Après avoir terminé le titre, deux sentiments ont surgi : la satisfaction et la surprise.
La satisfaction d'abord parce que j'ai pris un plaisir fou à parcourir l'aventure et à découvrir une adaptation parallèle de la saga littéraire du même nom, créé par le controversé Terry Books.
Books garde la réputation de n'être qu'un simulacre de Tolkien, ses univers partageant beaucoup de points communs avec le Seigneur des Anneaux.
Je n'ai lu aucun des livres de Books et finalement peu importe : si le jeu est réussi, je me moque bien de savoir si l'univers est original.
D'où mon deuxième point sur la surprise. Après avoir terminé l'histoire de Shannara, une seule question m'a paru fondamentale au moment d'écrire cette critique.
Comment est-il possible que personne ne connaisse ce jeu ?
I- Le début de l'aventure
Le postulat de départ de Shannara n'a rien d'original. Vous incarnez Jak Ohmsford, fils du roi Shea qui a détruit il y a bien des années le sorcier maléfique Brona. Las de la vie de château, Jak n'a qu'une idée en tête : embrasser les pas de son père et devenir un héros.
L'aventure commence dans la Vallée Ombragée. Parti pêcher, Jak s'endort près d'une cascade et fait un rêve étrange : un gnome au milieu d'un temple perdu invoque par la magie noire, une créature surnaturelle. L'apparition change alors son invocateur en humain et le somme de se rendre dans les royaumes des Four Lands pour commettre des sombres desseins. Jak se réveille en sursaut.

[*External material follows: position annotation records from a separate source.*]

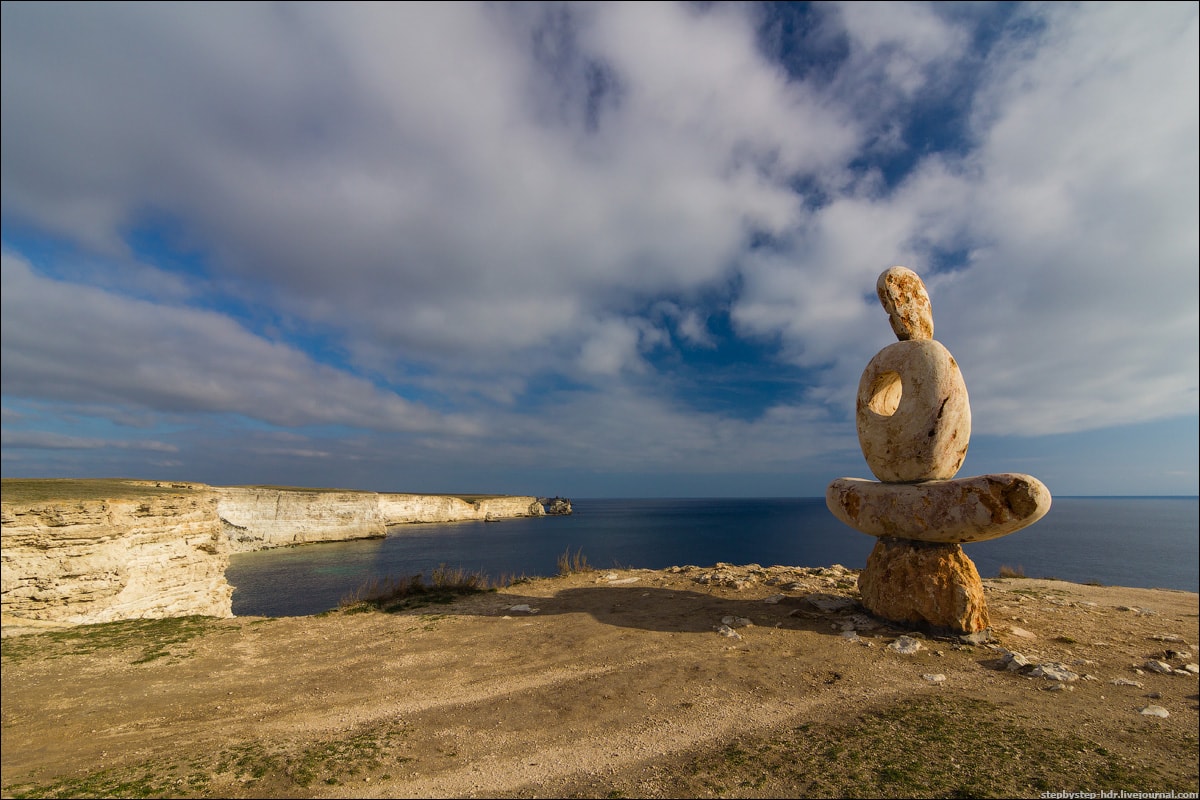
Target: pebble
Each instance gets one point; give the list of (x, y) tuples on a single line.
[(1014, 661), (905, 645), (1054, 672), (523, 607)]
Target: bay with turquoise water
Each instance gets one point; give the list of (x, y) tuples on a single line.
[(1149, 542)]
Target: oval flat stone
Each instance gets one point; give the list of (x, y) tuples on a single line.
[(963, 510), (913, 415), (904, 296)]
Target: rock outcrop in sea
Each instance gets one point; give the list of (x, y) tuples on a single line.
[(913, 421)]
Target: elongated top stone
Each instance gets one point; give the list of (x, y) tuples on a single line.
[(904, 296)]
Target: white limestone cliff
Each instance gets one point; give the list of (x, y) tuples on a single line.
[(102, 560), (165, 553)]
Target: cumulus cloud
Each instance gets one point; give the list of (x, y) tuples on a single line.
[(529, 223)]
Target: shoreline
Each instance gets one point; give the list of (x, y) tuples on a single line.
[(616, 683)]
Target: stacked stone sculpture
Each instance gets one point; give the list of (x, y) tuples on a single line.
[(913, 421)]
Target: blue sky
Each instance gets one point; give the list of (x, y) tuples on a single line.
[(613, 250)]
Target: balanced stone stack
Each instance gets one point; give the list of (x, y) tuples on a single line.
[(913, 421)]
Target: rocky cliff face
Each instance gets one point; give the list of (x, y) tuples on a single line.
[(102, 560), (402, 509), (257, 518), (165, 554)]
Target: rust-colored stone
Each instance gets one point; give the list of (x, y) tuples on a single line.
[(904, 296), (949, 512), (919, 583)]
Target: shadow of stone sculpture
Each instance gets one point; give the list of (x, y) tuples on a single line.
[(913, 421)]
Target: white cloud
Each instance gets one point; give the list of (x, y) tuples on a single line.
[(485, 203), (87, 346)]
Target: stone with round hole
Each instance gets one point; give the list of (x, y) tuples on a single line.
[(913, 415)]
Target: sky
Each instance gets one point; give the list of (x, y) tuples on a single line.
[(611, 250)]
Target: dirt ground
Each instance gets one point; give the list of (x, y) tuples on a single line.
[(615, 684)]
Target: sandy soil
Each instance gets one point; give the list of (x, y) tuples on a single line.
[(613, 684)]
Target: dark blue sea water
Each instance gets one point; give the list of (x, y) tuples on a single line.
[(1150, 542)]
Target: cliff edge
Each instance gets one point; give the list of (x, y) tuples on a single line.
[(96, 551)]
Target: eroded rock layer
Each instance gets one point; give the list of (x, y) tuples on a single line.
[(154, 552)]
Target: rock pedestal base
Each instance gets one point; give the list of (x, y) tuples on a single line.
[(925, 583)]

La cinématique pour un jeu sorti en 1995 est de très bonne facture et d'entrée le voice-acting nous laisse présager que le jeu dispose d'un certain budget. Rien de surprenant quand on sait que le jeu développée par Legend Entertainment était une priorité du studio.
De retour au jeu, je découvre le premier tableau du jeu. Je suis au départ circonspect, car je découvre que Shannara, est un point and click, un genre risqué s'il n'est pas bien maîtrisé. Mais rapidement, je perçois le principal avantage du titre : privilégier l'histoire à la résolution d’énigme.
Selon moi, le principal inconvénient du point and click réside dans l'interprétation des attentions des scénaristes. Si vous avez joué comme moi à des merveilles comme The Secret of Monkey Island, vous savez qu'à un moment vous allez devoir faire face à une énigme qui va vous gâcher votre aventure à cause de son incohérence.
Franchement donner 5 fois une banane pour qu'un singe vous suive vous trouvez ça cohérent et amusant ? Le jeu reste fantastique, mais je vais m'en souvenir de ce satané singe !
Dans Shannara, les énigmes restent tout à fait abordables, car vous disposez de peu de tableaux à découvrir par zone et il n'y a pas de temps limité. Ce qui a pu faire enrager les puriste du genre au moment de la sortie du jeu, est pour moi un point positif.
Pour en revenir à l'histoire, alors que notre héros essaye vainement d'attraper quelque chose, il aperçoit un médaillon dans les griffes d'un oiseau. Réussissant à récupérer le pendentif, Jak aperçoit une forme menaçante derrière la végétation. Un combat s'engage alors. Pas de taille, Jak est sur le point d'être submergé lorsqu'il est sauvé par Allanon, le druide légendaire qui a aidé le père de Jak dans son périple pour détruire Brona. Il indique à Jak que Brona est de retour et qu'il s'apprête à envahir tous les royaumes des Four Lands !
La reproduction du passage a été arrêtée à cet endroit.